Пиво тогда подавалось холодное, и от первых двух кружек я совел, зато потом отпускало, а с третьей за спиной вырастали золотые крылья. Я вперил глаза в Филипа:

— Что тебе надо, Филип? Заявился сюда… чернорубашечники, коммунисты…

Филип возвратил мне взгляд с докторской отрешенностью сквозь окутавший меня туман. И, постукивая белым пальцем по своим лошадиным зубам, выдохнул:

— Слыхал о Диогене?

— Понятия о нем не имею.

— Он ходил с фонарем. Искал честного человека.

— Опять хамишь? Я — честный. И остальные товарищи — тоже. Чернорубашечники — гады.

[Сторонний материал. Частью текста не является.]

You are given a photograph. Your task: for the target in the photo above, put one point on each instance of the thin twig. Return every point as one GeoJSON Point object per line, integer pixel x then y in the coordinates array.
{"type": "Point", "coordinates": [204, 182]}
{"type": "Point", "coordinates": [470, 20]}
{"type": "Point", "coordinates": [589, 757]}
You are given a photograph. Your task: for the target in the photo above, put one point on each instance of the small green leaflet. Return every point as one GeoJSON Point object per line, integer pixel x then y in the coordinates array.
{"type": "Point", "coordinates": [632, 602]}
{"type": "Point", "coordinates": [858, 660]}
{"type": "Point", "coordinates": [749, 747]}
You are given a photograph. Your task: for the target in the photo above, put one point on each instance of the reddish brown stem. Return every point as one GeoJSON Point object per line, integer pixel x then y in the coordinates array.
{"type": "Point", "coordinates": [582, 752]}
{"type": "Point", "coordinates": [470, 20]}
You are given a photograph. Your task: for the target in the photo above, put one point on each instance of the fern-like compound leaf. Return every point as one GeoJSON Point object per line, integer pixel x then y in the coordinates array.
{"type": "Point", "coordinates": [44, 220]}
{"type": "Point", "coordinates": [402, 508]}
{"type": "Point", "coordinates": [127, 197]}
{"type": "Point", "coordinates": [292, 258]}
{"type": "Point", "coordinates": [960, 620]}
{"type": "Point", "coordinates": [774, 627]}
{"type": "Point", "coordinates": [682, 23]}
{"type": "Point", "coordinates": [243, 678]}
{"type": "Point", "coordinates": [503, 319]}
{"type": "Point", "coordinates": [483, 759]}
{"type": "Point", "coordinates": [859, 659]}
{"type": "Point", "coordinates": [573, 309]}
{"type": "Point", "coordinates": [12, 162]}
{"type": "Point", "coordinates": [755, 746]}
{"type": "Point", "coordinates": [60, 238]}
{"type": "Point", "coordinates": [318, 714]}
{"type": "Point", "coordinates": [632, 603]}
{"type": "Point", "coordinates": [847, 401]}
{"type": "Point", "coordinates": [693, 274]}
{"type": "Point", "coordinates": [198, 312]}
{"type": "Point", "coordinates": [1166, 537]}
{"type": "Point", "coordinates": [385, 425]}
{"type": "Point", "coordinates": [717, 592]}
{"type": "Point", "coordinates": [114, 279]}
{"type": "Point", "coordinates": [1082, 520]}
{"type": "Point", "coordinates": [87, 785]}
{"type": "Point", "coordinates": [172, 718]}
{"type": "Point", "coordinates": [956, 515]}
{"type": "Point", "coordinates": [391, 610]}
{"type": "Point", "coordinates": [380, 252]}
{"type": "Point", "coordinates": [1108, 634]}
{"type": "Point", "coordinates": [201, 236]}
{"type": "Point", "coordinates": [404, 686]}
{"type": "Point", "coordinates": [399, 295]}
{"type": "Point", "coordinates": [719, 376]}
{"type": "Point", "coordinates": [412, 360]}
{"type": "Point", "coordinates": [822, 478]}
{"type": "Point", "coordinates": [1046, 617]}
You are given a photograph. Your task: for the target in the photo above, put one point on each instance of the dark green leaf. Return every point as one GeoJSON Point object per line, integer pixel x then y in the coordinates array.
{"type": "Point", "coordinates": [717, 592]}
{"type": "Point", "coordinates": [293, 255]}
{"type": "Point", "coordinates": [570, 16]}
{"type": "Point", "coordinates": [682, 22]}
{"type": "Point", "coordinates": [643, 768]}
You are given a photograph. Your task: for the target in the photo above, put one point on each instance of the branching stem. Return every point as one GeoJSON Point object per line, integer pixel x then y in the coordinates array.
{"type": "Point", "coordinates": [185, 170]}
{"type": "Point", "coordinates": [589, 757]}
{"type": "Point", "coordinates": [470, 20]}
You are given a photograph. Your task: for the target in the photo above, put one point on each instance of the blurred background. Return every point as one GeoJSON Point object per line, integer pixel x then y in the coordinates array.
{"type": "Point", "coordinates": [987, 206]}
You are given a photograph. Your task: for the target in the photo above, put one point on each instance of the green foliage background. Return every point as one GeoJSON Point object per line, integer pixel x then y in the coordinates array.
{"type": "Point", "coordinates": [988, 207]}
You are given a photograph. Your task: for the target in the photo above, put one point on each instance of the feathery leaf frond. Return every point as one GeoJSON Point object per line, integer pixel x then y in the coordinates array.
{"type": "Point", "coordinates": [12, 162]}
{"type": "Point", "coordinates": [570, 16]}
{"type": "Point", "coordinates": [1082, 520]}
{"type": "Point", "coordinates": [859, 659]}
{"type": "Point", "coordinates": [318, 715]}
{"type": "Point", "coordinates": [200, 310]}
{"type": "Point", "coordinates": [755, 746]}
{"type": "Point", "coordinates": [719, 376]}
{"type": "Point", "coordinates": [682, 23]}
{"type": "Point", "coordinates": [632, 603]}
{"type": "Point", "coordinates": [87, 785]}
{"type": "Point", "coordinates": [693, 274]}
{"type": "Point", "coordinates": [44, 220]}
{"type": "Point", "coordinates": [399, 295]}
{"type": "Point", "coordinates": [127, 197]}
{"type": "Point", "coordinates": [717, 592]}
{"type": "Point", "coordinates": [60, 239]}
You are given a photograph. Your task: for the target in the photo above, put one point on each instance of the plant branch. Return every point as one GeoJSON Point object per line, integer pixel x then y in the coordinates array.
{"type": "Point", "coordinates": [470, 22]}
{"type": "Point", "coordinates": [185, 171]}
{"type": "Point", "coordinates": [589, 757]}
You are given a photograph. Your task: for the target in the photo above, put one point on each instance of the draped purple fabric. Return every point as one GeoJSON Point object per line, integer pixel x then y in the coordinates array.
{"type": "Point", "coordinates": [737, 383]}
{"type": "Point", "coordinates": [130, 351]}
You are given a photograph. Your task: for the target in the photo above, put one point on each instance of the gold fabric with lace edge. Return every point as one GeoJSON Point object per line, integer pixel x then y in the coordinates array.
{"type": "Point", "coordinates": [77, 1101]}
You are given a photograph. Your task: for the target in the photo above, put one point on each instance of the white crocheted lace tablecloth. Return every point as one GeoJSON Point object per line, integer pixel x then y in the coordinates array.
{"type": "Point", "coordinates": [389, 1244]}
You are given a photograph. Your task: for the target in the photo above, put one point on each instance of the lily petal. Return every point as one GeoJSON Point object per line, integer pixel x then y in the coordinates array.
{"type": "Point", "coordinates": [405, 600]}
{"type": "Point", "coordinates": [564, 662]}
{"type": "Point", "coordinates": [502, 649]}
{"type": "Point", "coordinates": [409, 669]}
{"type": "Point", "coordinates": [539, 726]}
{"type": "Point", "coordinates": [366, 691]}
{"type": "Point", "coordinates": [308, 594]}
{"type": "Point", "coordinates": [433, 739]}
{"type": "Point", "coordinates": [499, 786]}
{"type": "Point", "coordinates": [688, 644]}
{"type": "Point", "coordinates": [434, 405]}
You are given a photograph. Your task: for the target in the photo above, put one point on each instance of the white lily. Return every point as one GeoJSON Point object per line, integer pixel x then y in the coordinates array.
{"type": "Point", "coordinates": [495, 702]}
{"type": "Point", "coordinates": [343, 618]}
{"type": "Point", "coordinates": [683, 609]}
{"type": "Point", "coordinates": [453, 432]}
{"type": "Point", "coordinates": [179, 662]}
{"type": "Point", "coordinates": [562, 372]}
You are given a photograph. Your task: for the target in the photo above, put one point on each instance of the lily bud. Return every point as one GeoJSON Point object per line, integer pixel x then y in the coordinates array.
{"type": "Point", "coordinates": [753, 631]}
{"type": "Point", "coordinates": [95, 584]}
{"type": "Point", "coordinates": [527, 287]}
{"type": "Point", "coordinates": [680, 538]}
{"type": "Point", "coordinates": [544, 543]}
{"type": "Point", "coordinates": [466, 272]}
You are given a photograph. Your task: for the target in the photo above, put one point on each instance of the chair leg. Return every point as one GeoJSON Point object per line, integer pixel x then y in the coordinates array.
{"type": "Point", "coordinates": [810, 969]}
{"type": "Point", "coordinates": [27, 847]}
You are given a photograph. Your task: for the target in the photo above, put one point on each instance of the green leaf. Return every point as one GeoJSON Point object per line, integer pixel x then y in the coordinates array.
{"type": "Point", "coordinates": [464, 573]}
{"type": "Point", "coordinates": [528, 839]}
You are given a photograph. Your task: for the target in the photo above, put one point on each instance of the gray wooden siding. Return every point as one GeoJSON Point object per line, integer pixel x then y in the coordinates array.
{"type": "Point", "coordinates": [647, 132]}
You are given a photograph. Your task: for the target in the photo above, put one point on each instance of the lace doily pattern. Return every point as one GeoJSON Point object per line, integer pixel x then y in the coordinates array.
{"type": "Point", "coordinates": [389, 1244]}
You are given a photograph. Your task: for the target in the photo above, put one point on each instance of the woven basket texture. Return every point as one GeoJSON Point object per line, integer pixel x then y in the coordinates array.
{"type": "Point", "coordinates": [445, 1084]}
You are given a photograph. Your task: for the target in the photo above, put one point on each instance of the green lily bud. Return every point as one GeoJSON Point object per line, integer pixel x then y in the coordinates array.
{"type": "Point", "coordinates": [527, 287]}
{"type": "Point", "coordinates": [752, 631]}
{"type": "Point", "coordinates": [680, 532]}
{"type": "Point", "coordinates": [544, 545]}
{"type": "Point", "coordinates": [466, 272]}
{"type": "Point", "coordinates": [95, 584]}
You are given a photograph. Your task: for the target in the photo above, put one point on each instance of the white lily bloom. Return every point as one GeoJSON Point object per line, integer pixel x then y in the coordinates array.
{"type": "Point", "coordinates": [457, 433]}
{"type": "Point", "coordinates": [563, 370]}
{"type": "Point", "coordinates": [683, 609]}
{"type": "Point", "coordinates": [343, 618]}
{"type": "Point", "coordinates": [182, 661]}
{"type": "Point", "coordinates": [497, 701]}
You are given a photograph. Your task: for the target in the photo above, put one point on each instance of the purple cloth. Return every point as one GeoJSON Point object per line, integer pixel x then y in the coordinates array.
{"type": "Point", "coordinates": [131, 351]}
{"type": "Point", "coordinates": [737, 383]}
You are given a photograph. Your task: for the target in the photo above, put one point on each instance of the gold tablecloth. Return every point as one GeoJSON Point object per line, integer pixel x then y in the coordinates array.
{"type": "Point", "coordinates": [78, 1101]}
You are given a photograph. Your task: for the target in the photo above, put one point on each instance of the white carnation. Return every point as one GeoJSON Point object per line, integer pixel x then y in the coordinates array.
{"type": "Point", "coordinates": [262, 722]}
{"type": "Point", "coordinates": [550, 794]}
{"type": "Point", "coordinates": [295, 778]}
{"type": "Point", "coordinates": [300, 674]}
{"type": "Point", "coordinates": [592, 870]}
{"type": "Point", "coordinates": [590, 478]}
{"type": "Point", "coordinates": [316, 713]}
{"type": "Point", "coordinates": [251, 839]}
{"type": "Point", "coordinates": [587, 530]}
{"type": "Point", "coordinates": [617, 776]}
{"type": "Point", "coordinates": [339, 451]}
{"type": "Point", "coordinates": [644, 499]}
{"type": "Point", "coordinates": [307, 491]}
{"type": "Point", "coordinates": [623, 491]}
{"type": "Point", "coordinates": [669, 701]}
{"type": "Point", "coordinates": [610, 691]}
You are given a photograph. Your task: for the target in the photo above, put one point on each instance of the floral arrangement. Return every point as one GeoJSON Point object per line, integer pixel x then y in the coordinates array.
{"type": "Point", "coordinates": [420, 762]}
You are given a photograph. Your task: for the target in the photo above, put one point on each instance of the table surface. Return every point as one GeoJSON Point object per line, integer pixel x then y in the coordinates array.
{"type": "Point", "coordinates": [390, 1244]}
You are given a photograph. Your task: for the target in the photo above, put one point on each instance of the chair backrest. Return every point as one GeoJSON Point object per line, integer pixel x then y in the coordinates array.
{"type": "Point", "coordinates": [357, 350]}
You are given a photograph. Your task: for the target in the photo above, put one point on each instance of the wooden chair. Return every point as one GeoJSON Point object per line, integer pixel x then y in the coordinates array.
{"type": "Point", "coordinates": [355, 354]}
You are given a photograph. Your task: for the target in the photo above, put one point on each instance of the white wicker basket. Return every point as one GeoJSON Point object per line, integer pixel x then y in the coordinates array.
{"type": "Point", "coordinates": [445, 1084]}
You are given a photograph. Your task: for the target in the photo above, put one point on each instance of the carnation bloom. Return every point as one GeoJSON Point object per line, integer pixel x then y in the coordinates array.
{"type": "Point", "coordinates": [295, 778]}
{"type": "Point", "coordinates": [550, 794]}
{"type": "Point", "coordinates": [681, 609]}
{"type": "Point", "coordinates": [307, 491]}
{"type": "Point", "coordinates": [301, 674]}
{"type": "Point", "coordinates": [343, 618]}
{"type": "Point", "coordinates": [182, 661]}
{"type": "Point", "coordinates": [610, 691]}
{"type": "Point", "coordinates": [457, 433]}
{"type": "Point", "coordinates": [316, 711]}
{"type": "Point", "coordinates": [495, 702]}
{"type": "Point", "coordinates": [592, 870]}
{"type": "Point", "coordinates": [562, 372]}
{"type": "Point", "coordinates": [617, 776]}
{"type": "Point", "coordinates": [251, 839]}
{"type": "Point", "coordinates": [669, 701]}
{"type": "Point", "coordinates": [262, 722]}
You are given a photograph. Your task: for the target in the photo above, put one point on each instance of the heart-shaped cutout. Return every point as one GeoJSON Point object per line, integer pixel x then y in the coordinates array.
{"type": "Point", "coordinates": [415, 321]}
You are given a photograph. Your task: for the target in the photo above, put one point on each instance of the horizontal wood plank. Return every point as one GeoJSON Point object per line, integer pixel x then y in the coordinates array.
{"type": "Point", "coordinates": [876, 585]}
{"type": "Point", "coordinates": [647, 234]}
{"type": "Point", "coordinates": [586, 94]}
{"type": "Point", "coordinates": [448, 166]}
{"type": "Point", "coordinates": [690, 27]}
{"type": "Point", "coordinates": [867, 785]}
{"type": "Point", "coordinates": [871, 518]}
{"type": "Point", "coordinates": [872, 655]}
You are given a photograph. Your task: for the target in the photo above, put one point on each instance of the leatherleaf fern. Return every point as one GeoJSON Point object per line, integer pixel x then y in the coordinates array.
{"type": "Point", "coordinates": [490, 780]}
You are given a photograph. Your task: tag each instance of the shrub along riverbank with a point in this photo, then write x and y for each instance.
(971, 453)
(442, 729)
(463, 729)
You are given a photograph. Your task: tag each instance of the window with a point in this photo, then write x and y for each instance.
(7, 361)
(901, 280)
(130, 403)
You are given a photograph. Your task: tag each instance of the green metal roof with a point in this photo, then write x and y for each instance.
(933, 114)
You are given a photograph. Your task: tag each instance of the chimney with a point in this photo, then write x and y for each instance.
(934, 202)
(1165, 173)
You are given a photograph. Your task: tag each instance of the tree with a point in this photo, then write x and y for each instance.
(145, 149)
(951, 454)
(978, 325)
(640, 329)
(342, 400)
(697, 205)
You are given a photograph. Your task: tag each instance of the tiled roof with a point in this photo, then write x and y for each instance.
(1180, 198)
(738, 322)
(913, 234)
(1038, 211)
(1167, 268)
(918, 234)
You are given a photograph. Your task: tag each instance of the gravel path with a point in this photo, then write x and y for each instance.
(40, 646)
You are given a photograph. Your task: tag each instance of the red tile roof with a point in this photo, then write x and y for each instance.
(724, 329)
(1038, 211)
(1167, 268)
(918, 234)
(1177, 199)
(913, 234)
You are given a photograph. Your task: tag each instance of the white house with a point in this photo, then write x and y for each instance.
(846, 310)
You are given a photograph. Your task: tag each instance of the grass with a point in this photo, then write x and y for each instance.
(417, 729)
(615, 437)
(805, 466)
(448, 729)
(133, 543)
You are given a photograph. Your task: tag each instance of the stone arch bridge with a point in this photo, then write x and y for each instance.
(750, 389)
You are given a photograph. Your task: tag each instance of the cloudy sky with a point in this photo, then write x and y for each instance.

Филип подался вперед и уставился мне в лицо:

— Даю главное — нахлестаться. А у тебя что главное, Сэмми?

Я промямлил что-то.

Филип придвинулся совсем близко и прозвучал очень громко:

— Клубничка? Клубнички хочется?

— А тебе чего хочется?

Пьяный глаз иногда так же зорок, как и отуманенный наркотиком. В части самого существенного. Филипа выхватил луч яркого света. Сознавая, насколько сам я не тверд на ногах и что веду кособокую, путаную жизнь, которую теперь вроде чуть-чуть выпрямляла стойка паба, я оказался способен увидеть, почему Филип не пьет. Филип, бледный, веснушчатый Филип, которого вселенская скупость обделила в каждой частице тела, берег себя. Что имею — храню. Вот почему его костлявые руки, его не имеющее товарного вида лицо, его срезанный, словно на него не хватило материала, с обеих сторон лоб были надежно защищены от побуждения давать и по самой своей природе не способны к природной щедрости, непроницаемы и настороженны.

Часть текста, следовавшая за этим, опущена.